A new trainee scheme with equal status to local government, central government and health schemes. Intended to identify future leaders in any setting and give entrants a rounded experience of different types of employment. Entrants could be new to social care or existing staff, with an emphasis on increasing the diversity of people in leadership roles.

Maybe I’m over simplistic and over idealistic but I can’t help thinking the £20 000 would be better spent training up front line social workers and providing substantial and useful on-the-job training for newly qualified social workers (that the universities seem unable to offer as a matter of course)  rather than pumping the money into the management system which already suffers from too much detachment from the front line services.  Good management is necessary but I am of the mind that a manager should always be prepared to do for themselves what they ask others to do. That might be a little simplistic but it’s generally served me well for although I’ve never managed people directly, having worked for many years providing direct care has informed what I ask care homes and care agencies to do enormously.

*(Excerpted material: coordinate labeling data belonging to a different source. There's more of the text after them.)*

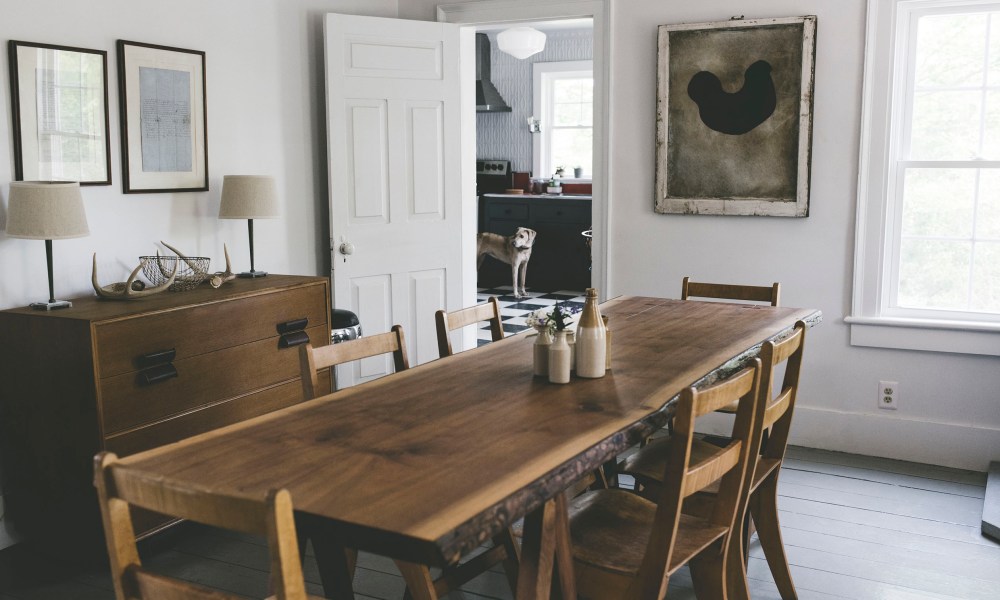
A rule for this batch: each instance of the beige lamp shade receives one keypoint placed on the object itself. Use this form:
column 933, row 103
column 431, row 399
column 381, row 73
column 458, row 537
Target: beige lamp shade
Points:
column 249, row 197
column 42, row 210
column 521, row 42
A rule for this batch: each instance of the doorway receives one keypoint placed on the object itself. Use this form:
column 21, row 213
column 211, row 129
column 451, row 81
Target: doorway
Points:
column 488, row 15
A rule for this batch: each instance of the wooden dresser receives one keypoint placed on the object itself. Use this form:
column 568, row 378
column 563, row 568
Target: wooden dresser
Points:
column 126, row 376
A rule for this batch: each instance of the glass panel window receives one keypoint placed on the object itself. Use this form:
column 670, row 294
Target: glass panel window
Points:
column 564, row 104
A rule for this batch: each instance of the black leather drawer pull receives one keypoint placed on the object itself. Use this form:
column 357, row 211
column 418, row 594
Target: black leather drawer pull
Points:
column 293, row 338
column 157, row 374
column 293, row 325
column 153, row 359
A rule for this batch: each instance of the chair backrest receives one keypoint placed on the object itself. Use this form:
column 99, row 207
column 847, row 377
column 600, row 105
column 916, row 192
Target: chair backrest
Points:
column 312, row 359
column 689, row 472
column 778, row 411
column 119, row 488
column 726, row 291
column 447, row 322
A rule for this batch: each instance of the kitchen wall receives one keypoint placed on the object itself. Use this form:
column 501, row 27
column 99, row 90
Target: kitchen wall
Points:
column 506, row 135
column 266, row 115
column 950, row 410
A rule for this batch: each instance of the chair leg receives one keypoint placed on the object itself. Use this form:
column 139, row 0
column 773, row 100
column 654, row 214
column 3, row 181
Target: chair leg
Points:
column 419, row 584
column 764, row 510
column 708, row 573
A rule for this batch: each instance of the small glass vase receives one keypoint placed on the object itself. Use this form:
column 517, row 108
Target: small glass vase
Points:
column 559, row 359
column 541, row 351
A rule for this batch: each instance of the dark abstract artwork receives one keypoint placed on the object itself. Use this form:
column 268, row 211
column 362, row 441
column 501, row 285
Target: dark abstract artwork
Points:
column 734, row 117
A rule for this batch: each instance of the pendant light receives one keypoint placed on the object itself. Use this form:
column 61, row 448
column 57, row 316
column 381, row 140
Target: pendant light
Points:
column 521, row 42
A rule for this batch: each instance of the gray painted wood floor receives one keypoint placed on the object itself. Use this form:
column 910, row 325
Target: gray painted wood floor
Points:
column 854, row 527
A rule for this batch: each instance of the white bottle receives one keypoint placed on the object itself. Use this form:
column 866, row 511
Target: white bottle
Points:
column 591, row 340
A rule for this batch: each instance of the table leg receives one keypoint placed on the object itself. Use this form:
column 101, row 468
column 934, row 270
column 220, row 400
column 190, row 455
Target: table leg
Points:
column 419, row 584
column 546, row 549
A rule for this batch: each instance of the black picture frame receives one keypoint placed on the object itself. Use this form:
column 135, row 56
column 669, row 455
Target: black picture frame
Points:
column 164, row 118
column 59, row 113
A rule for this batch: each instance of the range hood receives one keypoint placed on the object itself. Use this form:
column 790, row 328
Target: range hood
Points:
column 487, row 97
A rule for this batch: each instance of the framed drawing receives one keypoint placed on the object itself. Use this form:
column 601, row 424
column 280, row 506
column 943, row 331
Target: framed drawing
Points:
column 59, row 101
column 163, row 118
column 734, row 117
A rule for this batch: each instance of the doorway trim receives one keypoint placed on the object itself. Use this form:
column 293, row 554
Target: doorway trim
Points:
column 491, row 12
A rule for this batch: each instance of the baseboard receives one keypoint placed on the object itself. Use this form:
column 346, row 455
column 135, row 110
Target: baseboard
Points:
column 961, row 446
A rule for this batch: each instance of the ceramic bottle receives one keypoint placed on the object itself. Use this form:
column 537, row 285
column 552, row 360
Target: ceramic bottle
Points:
column 541, row 352
column 559, row 359
column 591, row 339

I know I shouldn’t be so cynical – after all – maybe it is a genius idea that is the government’s way of solving all the problems.. the government created.

I just can’t help it though. Years of being micro-managed and de-skilled through frankly ineffectual management and being told at regular intervals how important re-organisations are again, and again and again at the expense of the actual relationship-building work and support and advocacy work which makes a real impact on the lives of those who we work with can become a teeny bit disheartening.

I’m not ready to give up yet though. My aim is to change from the inside but more and more I can see myself drifting into the voluntary sector eventually.